Some have argued that rational expectations-based approaches conflate the fundamentally different notions of risk and uncertainty, where the former may be expressed as a probability distribution while the latter cannot, see e.g., Savage (1951), Rutherford (1984), Lawson (1988) and Binmore (2009). This distinction has important implications for the appropriateness of rational expectations, and has gained traction with central bank economists in recent years, see e.g., King (2004), Carney (2016) and ECB (2016). More generally this type of thinking has led to alternative paradigms for expectation formation. For example, Akerlof and Shiller (2009) argue that investor psychology is driven by “animal spirits” such as confidence, money illusion and narratives. Frydman et al. (2007) advances the imperfect knowledge economics theory, in which individuals change their forecasting strategies in ways that need not be given by expectations with respect to a model-implied probability distribution. Elsewhere in the field of psychology, large-scale forecasting experiments have led to the finding that while “forecasting is often viewed as a statistical problem, [...] forecasts can be improved with behavioural interventions [... such as] training, teaming, and tracking.”, cf. Mellers et al. (2014), which suggests that, in practice, expectation formation for macroeconomic outcomes goes beyond the problem of identifying an appropriate statistical model.
In this paper we seek to explain the long-swings dynamic in Danish housing prices (Figure 1). We do this by developing an asset market model based on uncertainty rather than risk, which allows other forms of forecasting behavior than rational expectations, such as momentum-based forecasting (cf. e.g., Case et al. (2003)). However, since we do not have survey data of individual expectations in the Danish housing market, we introduce the assumption that the expectation errors are stationary (Assumption A in Juselius (2017b)). Additionally, we introduce the notion of a gap effect as a measure of the required uncertainty premium, cf. Frydman et al. (2007), specified in terms of Tobin’s q, cf. Tobin (1969). This uncertainty-based asset market approach produces a set of testable hypotheses on the long-run relationships governing the Danish housing prices, which we confront with the data via a cointegrated vector autoregressive (CVAR) model, see e.g., Juselius (2007) and Johansen (1996). The CVAR model provides a general-to-specific framework, which allows us to start the empirical analysis with a sufficiently well-specified, unrestricted VAR model of the Danish housing market, and then impose restrictions corresponding to hypotheses arising from the theoretical model, cf. e.g., Hoover et al. (2008). Importantly, this approach also allows us to infer the process by which the market adjusts when out of equilibrium; specifically, the interplay between long-run and medium-run dynamics may be able to explain long swings around the equilibrium, cf. Juselius and Assenmacher (2016, Section 5).
The paper proceeds as follows: in Section 2, we introduce the theoretical framework for the uncertainty-based no-arbitrage condition, and derive a set of empirically testable hypotheses. Section 3 specifies an I(2) CVAR model and tests the hypotheses presented in Section 2. Finally, we conclude in Section 4.

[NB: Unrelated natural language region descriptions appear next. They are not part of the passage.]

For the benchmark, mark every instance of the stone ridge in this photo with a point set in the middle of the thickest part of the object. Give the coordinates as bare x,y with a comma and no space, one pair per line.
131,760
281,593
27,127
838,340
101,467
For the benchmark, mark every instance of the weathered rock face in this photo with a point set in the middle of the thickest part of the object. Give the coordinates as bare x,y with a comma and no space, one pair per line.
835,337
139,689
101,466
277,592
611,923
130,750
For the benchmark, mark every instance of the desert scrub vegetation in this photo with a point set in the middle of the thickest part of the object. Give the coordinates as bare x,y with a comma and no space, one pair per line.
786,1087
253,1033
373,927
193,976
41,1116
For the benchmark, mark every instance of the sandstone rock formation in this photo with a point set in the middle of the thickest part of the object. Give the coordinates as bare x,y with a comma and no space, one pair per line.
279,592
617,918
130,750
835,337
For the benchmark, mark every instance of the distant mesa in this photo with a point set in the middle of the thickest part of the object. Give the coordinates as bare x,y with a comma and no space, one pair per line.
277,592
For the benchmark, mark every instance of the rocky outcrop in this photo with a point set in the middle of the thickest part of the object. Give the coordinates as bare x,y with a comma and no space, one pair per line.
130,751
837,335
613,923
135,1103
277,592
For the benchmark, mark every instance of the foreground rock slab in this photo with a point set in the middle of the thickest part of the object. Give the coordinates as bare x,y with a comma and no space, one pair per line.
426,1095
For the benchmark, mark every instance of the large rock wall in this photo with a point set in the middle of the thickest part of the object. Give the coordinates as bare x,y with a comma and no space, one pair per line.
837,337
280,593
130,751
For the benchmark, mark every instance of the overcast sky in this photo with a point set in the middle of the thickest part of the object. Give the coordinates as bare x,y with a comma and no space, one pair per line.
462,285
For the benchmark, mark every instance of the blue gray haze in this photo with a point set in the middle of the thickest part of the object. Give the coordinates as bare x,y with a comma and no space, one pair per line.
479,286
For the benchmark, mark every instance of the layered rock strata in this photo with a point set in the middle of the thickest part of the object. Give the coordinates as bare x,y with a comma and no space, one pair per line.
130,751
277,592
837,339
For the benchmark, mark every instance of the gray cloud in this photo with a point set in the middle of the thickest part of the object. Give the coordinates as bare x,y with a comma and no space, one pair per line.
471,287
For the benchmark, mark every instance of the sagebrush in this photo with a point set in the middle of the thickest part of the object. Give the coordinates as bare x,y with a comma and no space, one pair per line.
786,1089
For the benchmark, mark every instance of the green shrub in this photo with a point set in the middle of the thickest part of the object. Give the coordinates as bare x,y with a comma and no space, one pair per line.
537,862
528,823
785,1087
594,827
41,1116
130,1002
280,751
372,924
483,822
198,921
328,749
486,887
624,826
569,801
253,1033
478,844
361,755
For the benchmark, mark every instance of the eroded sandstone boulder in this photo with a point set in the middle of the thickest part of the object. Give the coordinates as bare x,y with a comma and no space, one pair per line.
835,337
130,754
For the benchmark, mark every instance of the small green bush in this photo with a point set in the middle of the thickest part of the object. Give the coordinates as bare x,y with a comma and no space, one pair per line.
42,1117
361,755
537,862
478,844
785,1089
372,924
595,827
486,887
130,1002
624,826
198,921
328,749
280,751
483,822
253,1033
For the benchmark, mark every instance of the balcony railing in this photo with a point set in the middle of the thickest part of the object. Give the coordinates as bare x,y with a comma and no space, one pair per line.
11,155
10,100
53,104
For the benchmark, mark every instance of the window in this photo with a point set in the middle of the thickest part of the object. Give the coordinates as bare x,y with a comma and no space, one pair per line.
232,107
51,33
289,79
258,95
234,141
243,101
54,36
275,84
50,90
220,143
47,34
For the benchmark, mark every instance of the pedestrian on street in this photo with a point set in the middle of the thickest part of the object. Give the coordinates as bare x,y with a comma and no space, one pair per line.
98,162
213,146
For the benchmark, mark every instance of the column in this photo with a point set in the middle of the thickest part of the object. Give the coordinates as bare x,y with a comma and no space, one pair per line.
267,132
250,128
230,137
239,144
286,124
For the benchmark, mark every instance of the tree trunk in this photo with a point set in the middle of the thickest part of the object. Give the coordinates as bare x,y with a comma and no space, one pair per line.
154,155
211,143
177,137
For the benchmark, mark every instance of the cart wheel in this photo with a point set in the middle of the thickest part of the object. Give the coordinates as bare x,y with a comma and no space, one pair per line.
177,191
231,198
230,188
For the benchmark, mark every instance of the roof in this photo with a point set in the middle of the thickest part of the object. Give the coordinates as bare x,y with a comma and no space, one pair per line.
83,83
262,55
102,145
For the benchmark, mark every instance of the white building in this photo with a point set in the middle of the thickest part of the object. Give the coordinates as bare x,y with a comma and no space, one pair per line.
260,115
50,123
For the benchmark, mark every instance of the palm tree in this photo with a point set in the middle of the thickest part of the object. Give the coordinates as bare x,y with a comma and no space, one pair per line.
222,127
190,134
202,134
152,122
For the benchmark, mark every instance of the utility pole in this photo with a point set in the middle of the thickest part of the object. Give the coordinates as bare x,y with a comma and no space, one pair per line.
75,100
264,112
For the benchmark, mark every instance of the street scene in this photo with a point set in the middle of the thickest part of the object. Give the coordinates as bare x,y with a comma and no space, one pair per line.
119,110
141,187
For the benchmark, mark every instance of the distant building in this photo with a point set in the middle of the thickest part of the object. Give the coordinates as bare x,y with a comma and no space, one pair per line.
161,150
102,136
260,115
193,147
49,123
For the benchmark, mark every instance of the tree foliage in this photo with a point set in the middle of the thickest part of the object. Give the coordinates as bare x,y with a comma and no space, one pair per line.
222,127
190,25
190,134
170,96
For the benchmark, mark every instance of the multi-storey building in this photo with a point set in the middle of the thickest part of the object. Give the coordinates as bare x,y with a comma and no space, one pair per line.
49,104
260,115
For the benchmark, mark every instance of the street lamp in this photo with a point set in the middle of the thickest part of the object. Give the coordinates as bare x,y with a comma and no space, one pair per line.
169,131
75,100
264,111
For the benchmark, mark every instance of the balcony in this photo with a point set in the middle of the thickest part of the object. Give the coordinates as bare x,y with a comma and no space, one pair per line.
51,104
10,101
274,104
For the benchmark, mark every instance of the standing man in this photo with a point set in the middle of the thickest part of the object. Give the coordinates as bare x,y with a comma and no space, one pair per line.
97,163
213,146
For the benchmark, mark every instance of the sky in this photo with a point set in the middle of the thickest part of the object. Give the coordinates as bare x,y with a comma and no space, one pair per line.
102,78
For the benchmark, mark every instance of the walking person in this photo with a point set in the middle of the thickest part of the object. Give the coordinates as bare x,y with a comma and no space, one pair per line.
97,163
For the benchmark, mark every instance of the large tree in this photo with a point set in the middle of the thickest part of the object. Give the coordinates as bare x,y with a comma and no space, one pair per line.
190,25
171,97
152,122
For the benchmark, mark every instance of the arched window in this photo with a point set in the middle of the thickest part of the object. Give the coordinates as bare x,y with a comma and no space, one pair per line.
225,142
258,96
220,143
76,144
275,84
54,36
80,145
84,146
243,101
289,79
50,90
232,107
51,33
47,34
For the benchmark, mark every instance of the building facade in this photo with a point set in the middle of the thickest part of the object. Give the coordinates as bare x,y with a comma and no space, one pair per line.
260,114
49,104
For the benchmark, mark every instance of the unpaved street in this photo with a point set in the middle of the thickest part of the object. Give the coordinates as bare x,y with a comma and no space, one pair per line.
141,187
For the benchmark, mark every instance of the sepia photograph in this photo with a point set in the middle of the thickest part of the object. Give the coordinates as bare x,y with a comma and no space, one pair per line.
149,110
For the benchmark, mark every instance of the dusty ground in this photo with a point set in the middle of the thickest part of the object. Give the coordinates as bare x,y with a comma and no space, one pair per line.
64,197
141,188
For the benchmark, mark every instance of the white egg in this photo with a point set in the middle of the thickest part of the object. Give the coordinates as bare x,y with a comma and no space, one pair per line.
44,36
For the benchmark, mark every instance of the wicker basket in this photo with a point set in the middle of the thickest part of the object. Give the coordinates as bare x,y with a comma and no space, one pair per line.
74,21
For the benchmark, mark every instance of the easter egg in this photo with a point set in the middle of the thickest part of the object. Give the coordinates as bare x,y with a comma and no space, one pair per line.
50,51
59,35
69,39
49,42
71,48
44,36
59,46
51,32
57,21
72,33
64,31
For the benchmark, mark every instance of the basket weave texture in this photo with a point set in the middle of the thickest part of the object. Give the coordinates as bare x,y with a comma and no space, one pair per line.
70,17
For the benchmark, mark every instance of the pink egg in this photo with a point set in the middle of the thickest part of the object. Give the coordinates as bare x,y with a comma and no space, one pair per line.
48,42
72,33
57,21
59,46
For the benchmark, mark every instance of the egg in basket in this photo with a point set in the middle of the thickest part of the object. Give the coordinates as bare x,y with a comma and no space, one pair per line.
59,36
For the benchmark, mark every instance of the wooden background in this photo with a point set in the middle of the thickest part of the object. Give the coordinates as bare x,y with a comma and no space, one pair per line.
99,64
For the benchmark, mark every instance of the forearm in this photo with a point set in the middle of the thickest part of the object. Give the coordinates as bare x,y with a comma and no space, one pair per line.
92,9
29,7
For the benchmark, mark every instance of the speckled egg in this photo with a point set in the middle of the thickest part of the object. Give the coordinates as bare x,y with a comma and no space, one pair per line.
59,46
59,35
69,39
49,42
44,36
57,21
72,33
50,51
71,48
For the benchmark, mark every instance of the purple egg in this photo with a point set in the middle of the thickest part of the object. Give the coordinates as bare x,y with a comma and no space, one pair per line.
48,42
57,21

2. The Theoretical Framework

We here develop an uncertainty-based theoretical framework for housing markets with the purpose of guiding us to a set of testable hypotheses on the long-run equilibrium for housing prices. Our framework is based on uncertainty rather than risk for the reasons outlined in Section 1, and the aim is to develop a model which is simple, yet realistic enough to be empirically relevant. In the following we: introduce the classic deterministic asset-market approach to the housing market in Section 2.1; incorporate risk into the asset market model in Section 2.2; further amend the model to allow for uncertainty in Section 2.3; and finally we derive testable hypotheses from the uncertainty-based model in Section 2.4. We will confront these with historical data for the Danish housing market in Section 3.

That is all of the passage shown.